Matt Harbison matt_harbison at yahoo.com
Mon Apr 23 00:18:36 CDT 2012


This fixes several issues relating to status and the dirty state of large files
inside a subrepo.  Either patch can stand alone, but since the test updates I
made for the second patch overlaps the first and wouldn't merge cleanly if they
were both based off the current tip, I figured a series would make things
easier.

This is my first attempt at python, and is based more on mimicking how the
extension handles other similar cases than any deep understanding, so if I've
violated some design principle or something, let me know.  All of the tests
that ran prior to these patches also run after they are applied.
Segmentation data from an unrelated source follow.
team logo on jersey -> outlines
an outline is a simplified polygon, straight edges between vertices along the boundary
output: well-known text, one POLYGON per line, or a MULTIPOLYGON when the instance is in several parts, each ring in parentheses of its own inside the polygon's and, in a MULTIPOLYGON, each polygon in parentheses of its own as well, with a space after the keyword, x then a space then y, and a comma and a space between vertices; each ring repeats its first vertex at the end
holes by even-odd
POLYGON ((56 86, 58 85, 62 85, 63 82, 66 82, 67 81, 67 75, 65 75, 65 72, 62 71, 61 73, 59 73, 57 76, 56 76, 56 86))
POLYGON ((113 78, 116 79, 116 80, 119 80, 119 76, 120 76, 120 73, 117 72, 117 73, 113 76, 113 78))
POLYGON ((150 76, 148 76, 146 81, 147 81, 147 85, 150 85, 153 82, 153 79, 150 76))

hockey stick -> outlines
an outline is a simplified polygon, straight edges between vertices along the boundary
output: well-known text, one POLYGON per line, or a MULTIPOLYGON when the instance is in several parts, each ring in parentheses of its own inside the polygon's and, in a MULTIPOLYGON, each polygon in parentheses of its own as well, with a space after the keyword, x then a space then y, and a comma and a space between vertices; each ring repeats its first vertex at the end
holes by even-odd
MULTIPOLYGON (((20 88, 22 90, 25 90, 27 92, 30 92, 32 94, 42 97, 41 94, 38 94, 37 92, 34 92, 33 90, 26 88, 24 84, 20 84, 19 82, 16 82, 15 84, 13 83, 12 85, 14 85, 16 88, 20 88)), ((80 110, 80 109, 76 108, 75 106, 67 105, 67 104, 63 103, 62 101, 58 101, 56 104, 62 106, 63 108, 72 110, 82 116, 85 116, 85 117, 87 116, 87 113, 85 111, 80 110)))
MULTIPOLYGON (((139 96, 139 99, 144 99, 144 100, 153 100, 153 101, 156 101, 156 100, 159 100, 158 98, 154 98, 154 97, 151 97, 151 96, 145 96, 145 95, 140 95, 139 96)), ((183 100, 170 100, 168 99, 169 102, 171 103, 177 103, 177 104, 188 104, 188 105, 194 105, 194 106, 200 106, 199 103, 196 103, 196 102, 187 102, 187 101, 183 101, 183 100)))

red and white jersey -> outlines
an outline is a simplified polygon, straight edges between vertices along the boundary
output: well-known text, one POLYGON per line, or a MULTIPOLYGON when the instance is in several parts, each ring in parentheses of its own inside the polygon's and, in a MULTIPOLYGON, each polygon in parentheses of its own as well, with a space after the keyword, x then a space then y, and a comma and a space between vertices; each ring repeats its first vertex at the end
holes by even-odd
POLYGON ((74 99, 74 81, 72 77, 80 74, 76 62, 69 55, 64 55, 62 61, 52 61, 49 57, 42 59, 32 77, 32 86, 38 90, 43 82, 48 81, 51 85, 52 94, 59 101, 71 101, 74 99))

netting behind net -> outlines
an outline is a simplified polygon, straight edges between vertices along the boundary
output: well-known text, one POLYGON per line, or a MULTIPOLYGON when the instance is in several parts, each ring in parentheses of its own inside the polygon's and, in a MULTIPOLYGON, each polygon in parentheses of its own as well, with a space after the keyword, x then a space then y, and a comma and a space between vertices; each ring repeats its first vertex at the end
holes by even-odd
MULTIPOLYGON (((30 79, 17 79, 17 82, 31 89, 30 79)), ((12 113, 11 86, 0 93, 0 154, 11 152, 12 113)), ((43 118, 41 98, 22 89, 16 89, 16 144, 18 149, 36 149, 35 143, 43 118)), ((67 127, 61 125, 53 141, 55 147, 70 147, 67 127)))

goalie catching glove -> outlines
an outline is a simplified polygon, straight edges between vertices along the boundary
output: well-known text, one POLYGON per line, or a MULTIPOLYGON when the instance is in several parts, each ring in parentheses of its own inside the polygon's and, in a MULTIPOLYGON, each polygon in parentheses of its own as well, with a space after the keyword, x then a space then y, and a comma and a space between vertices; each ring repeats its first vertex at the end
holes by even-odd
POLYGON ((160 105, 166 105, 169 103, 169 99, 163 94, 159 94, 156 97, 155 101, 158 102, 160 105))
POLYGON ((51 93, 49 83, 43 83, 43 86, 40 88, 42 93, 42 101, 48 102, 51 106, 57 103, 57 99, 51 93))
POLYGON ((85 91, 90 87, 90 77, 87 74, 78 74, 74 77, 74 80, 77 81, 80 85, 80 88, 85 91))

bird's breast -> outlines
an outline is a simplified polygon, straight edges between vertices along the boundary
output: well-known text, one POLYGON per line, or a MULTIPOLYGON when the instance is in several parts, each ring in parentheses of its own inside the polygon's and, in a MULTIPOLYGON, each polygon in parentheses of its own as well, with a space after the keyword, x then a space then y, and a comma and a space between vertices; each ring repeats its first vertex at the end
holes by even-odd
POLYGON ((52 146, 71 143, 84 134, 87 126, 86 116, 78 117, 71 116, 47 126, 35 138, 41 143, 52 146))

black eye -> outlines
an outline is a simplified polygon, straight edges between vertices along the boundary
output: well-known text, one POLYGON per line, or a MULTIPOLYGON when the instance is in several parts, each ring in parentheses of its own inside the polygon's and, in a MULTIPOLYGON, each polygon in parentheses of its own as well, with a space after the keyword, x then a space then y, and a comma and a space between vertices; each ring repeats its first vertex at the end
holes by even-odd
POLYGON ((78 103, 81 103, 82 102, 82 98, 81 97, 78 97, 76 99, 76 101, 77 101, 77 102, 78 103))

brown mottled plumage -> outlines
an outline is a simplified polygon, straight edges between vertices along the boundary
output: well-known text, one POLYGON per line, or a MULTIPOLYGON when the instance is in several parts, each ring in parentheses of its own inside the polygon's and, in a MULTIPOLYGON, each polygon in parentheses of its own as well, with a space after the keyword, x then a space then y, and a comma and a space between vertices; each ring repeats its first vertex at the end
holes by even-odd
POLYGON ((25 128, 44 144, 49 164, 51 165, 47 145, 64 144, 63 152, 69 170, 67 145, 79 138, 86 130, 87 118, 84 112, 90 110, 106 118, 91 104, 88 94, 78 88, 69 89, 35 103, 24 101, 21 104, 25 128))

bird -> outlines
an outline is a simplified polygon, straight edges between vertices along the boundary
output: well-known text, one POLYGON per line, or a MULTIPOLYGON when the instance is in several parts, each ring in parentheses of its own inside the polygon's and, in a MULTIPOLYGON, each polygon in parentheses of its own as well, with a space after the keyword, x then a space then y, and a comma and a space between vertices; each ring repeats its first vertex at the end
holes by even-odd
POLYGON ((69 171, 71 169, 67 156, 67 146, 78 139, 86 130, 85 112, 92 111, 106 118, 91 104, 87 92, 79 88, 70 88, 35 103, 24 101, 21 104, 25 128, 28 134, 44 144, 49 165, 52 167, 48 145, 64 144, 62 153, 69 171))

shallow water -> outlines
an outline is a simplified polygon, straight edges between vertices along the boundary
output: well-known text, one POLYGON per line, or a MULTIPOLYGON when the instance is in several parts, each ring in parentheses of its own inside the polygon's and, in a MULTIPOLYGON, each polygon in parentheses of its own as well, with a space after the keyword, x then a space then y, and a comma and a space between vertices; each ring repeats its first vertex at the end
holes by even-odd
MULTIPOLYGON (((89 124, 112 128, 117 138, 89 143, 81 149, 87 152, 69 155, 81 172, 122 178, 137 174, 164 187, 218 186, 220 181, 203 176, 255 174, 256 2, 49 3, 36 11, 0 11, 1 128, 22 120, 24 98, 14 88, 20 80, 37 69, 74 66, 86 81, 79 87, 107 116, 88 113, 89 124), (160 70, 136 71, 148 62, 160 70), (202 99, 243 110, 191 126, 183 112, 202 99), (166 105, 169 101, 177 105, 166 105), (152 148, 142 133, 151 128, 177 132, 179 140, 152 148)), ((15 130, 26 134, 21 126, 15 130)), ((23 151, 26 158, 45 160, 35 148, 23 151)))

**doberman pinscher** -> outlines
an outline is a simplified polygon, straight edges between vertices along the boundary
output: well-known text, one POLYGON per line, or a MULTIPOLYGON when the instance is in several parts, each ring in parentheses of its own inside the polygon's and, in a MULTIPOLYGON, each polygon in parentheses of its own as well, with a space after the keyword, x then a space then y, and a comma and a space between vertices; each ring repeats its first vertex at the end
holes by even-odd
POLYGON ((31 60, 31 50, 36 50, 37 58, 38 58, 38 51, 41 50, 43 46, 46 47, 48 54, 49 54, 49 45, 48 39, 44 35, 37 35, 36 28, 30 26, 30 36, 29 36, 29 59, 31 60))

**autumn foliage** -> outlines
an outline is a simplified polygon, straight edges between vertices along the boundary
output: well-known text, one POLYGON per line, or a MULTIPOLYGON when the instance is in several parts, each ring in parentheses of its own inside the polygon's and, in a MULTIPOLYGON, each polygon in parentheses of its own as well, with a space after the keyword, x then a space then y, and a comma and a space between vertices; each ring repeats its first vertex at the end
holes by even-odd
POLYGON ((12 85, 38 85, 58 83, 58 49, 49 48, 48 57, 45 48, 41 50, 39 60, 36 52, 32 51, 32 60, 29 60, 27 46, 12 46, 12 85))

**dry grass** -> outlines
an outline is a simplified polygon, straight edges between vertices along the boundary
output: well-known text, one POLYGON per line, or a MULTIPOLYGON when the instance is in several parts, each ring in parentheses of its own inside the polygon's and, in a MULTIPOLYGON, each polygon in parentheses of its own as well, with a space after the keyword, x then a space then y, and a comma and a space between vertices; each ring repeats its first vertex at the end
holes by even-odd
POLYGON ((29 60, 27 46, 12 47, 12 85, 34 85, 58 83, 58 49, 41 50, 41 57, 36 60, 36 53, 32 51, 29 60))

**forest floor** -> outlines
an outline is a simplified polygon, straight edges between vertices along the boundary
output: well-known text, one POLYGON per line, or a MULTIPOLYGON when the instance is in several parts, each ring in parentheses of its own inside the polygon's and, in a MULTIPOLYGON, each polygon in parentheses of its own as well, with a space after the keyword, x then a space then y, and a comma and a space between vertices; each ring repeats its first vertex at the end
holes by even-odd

As a side note, some of the largefile overrides use a paradigm similar to:

    try:
        repo.lfstatus = True
        return orig(ui, repo, *pats, **opts)
    finally:
        repo.lfstatus = False

I don't understand the mechanism for how the override is called instead of the
original function (I do see the wrap() call that happens).  The question is, if
there are two functions that are overridden in this manner and one calls the
other, does the override for the second get called?  e.g. say dirty() and
status() are overridden, and pretend dirty() calls status() to do its work.  So
the call chain is overriddendirty() -> dirty() -> [overriddenstatus() |
status()]?  The reason I ask is if the override is called, it will clear
lfstatus when it returns, maybe before the original method is ready for it to
be.  Maybe these override methods need to store a local variable that indicates
whether or not they changed lfstatus, and only clear it if they changed it?